鳥取大学ロボット手術研修・医療機器イノベーションセンター

Tottori University Robotic Surgery Training and Medical Device Innovation Center (ToRSC)
鳥取大学ロボット手術研修開発センターは、2025年9月、鳥取大学ロボット手術研修・医療機器イノベーションセンター Tottori University Robotic Surgery Training and Medical Device Innovation Center(ToRSC:トルシー)へ名称変更いたしました

 
ToRSC_logotype

  

 

 

研修告知リンク  鳥取大学_共学講座

 

1.ToRSCとは

鳥取大学ロボット手術研修・医療機器イノベーションセンター(ToRSC : Tottori University Robotic Surgery Training and Medical Device Innovation Center、トルシー)は、ロボット支援手術の高度化と医療機器開発、人材育成を目的として、2024年4月1日に鳥取大学医学部附属病院内に設立された産学連携拠点です。
臨床現場と直結した環境の中で、医療ニーズ起点の製品開発・改良・実装を一貫して支援します。
ミッション

より安全で高度な医療手技・医療機器の創出と実践的人材育成を通じて、医療の質と未来を切り拓く。

ビジョン

高度医療を支える人材・機器・手技を継続的に創出する持続可能な組織として、医療イノベーションをとっとりから世界へ発信する。

 

ロボット支援手術とは…

医師がda Vinciやhinotori、Hugoなどの手術支援ロボットを使い、内視鏡カメラと細かな動きが可能なロボットアームを遠隔で操作して行う手術のことです。小さな切開で体への負担を抑えつつ、人の手以上の精密な動きにより、安全で正確な手術を実現します。
 
 

2.イベント情報

● センター・各部門のイベント情報はこちら をご覧ください。

 

3.概要

取り組み
本センターは、手術支援ロボットを常設した全国でも有数の施設として、da Vinci Xおよびhinotoriを用いた高度な手術研修を提供し、実践力を備えた医療者の育成を推進しています。また、AMED事業の助力を得て10年間で30品目を上市してきた医療機器開発の実績をもち、事業化・知的財産・薬事・評価をワンストップで相談できる体制を整えています。さらに、鳥取大学工学部から始まる医工学教育とも連携し、優れた医療技術を持つ医師に加え、医療と工学の融合領域で活躍する医工学人材の育成にも注力し、未来の医療イノベーション創出を支える拠点として活動しています。

 

4.病院長あいさつ

鳥取大学医学部附属病院 病院長
武中 篤

武中 篤病院長

鳥取大学医学部附属病院 鳥取大学ロボット手術研修・医療機器イノベーションセンターのホームページをご覧いただきありがとうございます。

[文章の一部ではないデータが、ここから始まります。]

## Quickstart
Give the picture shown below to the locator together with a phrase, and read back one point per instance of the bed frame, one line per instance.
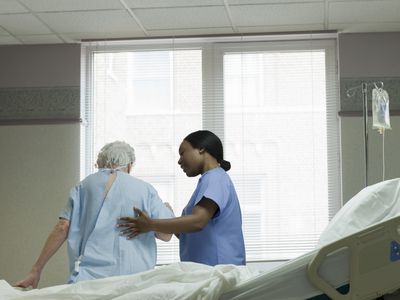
(374, 262)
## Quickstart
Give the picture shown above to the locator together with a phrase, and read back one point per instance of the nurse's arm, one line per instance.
(54, 241)
(166, 237)
(196, 221)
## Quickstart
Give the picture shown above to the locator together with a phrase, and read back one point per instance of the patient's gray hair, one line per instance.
(115, 155)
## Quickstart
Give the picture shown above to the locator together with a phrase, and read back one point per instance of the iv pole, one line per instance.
(364, 90)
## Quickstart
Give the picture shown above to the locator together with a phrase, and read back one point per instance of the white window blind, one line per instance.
(274, 105)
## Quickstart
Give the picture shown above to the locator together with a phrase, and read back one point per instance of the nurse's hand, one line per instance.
(135, 226)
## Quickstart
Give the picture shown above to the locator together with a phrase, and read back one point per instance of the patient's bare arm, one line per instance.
(54, 241)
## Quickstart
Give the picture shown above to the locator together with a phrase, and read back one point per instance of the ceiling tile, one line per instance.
(90, 22)
(3, 32)
(71, 5)
(183, 17)
(80, 36)
(7, 7)
(40, 39)
(365, 27)
(277, 14)
(364, 11)
(171, 3)
(244, 2)
(191, 32)
(280, 28)
(8, 40)
(22, 24)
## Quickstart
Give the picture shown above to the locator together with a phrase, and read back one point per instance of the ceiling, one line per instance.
(71, 21)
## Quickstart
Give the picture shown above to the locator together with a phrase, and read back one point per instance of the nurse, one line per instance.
(210, 228)
(95, 247)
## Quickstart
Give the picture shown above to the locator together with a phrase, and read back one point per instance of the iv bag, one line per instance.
(380, 109)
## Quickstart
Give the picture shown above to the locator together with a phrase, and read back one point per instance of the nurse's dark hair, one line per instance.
(204, 139)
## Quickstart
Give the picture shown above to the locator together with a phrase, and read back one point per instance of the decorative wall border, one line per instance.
(353, 106)
(39, 105)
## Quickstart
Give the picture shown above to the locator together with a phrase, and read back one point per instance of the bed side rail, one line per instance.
(374, 262)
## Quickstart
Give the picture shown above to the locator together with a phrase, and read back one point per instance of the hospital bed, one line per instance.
(365, 261)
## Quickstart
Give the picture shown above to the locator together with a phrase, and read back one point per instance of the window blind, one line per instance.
(273, 104)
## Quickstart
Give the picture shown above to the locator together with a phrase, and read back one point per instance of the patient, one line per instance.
(95, 247)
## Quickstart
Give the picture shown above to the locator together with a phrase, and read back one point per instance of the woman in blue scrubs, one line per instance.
(210, 228)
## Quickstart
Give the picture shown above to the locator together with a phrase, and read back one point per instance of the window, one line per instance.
(274, 105)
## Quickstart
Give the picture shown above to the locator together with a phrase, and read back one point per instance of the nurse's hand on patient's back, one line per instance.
(132, 227)
(31, 280)
(168, 206)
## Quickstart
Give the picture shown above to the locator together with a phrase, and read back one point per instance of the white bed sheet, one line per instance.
(288, 281)
(176, 281)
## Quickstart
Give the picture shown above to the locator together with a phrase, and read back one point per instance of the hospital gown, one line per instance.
(96, 248)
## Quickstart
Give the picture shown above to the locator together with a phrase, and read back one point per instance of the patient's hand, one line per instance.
(31, 280)
(168, 206)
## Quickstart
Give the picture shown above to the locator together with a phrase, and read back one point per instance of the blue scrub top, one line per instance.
(221, 240)
(95, 247)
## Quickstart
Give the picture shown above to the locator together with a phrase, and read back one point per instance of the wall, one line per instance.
(39, 152)
(366, 58)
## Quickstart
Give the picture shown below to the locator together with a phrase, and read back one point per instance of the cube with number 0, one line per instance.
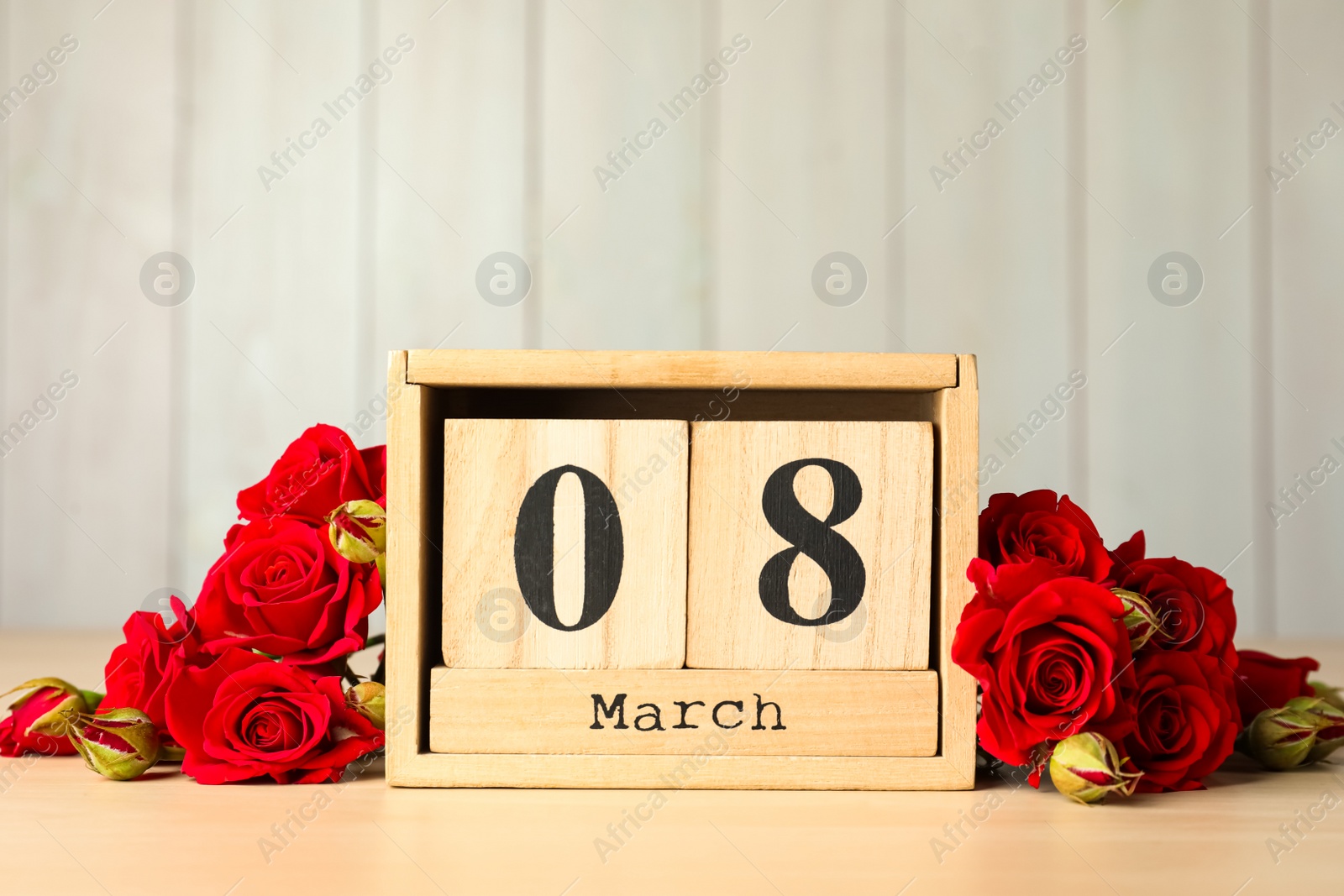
(811, 544)
(564, 543)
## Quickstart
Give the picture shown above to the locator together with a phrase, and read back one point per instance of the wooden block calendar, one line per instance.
(725, 570)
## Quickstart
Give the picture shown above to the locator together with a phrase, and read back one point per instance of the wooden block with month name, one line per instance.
(811, 544)
(685, 711)
(564, 543)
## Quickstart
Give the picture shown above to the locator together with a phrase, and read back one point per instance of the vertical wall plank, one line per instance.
(1169, 385)
(801, 170)
(622, 257)
(89, 201)
(450, 177)
(1305, 318)
(270, 329)
(987, 244)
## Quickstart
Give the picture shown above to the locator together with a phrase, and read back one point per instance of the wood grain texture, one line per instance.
(682, 369)
(655, 712)
(409, 580)
(958, 421)
(889, 527)
(490, 466)
(418, 416)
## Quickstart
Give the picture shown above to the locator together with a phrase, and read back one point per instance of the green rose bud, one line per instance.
(120, 743)
(60, 701)
(370, 700)
(358, 531)
(1283, 738)
(1139, 618)
(1330, 726)
(1328, 694)
(1086, 768)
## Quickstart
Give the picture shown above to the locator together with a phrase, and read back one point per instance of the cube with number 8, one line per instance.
(811, 544)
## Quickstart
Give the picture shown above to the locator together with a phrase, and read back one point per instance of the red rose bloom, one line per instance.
(140, 669)
(319, 472)
(1050, 653)
(245, 716)
(15, 738)
(282, 589)
(1193, 604)
(1186, 719)
(1265, 681)
(1037, 526)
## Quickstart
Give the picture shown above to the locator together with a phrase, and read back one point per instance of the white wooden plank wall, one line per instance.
(819, 137)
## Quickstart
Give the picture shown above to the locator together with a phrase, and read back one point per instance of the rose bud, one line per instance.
(1328, 694)
(1086, 768)
(1281, 739)
(1140, 620)
(370, 700)
(42, 714)
(120, 743)
(360, 531)
(1330, 726)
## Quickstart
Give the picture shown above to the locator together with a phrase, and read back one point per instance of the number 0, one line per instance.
(534, 548)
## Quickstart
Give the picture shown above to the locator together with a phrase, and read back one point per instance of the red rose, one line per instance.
(1037, 526)
(140, 669)
(1265, 681)
(246, 716)
(319, 472)
(1186, 719)
(1052, 656)
(1194, 605)
(15, 738)
(282, 589)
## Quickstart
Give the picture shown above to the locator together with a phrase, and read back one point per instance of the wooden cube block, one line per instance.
(564, 543)
(811, 544)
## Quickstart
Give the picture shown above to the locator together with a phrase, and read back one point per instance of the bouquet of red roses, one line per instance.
(248, 683)
(1115, 668)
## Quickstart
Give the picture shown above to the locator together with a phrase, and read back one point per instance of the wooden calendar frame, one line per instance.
(427, 387)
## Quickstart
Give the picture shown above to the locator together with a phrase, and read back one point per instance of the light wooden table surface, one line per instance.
(67, 831)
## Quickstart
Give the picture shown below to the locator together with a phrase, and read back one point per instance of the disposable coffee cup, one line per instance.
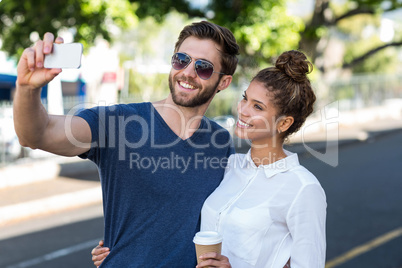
(207, 241)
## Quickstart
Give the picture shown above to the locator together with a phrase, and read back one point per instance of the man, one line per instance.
(157, 161)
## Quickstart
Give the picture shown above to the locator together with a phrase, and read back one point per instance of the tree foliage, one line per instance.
(263, 28)
(329, 19)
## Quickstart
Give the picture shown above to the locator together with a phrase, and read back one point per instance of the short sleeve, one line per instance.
(96, 119)
(306, 221)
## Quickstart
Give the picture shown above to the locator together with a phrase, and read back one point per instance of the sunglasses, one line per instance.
(203, 68)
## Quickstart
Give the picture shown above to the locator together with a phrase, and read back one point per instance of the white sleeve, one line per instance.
(306, 222)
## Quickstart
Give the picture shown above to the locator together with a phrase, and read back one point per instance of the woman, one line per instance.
(269, 209)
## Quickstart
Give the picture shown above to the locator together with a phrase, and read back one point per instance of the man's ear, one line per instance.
(284, 123)
(224, 82)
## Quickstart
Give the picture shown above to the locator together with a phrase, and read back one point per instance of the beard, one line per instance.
(201, 98)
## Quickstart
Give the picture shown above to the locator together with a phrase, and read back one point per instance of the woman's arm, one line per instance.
(306, 222)
(99, 253)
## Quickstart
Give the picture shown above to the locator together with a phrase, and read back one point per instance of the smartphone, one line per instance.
(64, 56)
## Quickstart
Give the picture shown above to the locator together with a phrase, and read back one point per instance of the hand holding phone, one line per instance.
(64, 56)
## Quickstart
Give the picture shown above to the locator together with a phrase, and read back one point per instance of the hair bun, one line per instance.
(295, 65)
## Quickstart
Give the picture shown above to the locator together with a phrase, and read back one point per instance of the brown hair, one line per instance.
(289, 87)
(220, 35)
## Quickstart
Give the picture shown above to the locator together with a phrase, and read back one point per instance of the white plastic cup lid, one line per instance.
(207, 238)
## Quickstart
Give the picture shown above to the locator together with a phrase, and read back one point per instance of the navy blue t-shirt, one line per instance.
(153, 183)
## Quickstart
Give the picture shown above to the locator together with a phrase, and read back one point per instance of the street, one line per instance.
(364, 205)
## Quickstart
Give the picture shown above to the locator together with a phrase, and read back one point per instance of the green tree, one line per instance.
(330, 19)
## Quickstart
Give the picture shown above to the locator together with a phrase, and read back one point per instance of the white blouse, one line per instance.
(268, 214)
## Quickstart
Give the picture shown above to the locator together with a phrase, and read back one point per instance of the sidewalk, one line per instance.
(61, 183)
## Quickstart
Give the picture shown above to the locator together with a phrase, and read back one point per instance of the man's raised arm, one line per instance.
(35, 128)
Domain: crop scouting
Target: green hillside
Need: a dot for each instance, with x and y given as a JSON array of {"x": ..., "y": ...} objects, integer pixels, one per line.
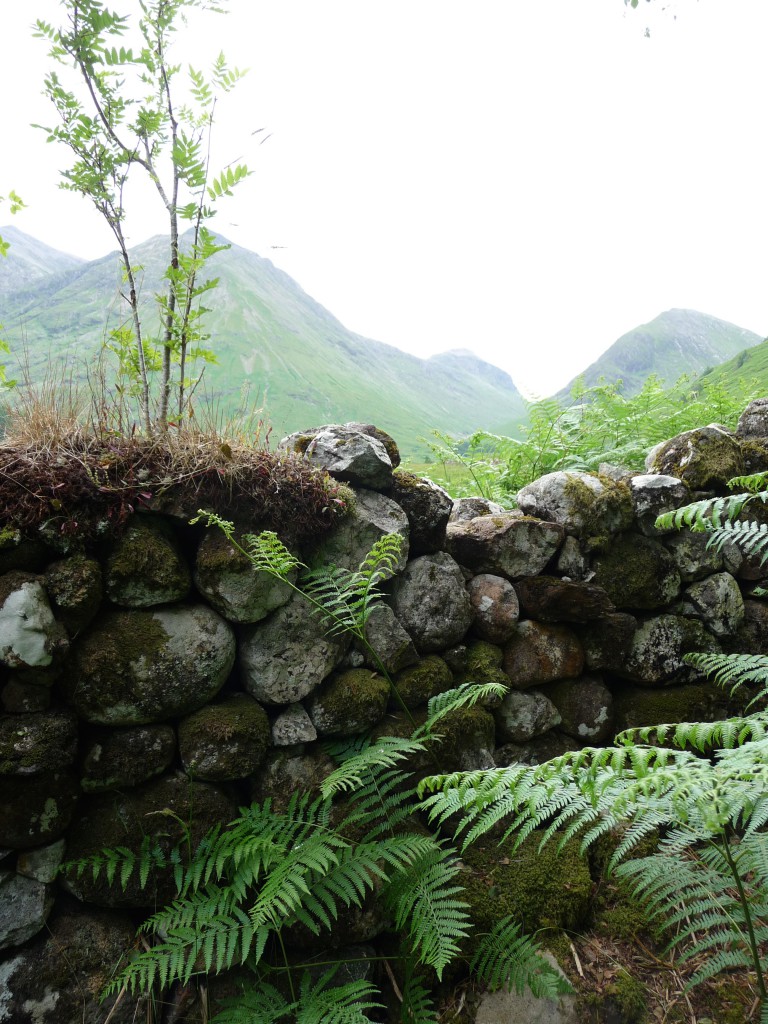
[
  {"x": 278, "y": 348},
  {"x": 676, "y": 342}
]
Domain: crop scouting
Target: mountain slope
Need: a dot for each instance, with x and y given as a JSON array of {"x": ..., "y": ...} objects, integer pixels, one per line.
[
  {"x": 679, "y": 341},
  {"x": 276, "y": 347}
]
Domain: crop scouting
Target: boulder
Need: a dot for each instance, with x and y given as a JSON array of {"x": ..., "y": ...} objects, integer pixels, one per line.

当院では、平成23年に低侵襲外科センターを設立し、ロボット支援手術を中心とした安全な低侵襲手術の実践に病院全体として取り組んで参りました。世界的にロボット支援手術は増加傾向にあり、本邦でもロボット支援手術の保険適用範囲が拡大していることから、増加の一途をたどることが予想されます。

本院では、令和6年4月1日に、ロボット支援手術を含む低侵襲手術の技術向上をはじめ、若手医師の育成、新たな術式や医療機器の開発を目的として、「鳥取大学ロボット手術研修・医療機器イノベーションセンター」を設立しました。

当センターは、当院の泌尿器科、呼吸器外科、消化器外科、女性診療科、頭頚部外科、心臓血管外科、整形外科、脳神経外科、形成外科など複数診療科が自由に利用できるだけでなく、院外からの研修も広く受け入れることができます。

また、当センターでは、ご献体によるロボット支援手術の研修が実施できる点も大きな特徴となっています。鳥取大学では2019年に医学部臨床解剖教育研修センターが設立され、2020年よりご献体による手術研修が実施されており、今回さらに当センターが設立されることによって、ロボット支援手術の研修も実施可能な環境が整いました。安全で良質な手術を患者さんに提供するためには、手術支援ロボットを操作する技術に加えてご献体で学ばせていただく解剖学的知識が非常に大切です。当センターは、全国的にも数少ないご献体によるロボット支援手術を支援する施設として社会に貢献していきたいと考えております。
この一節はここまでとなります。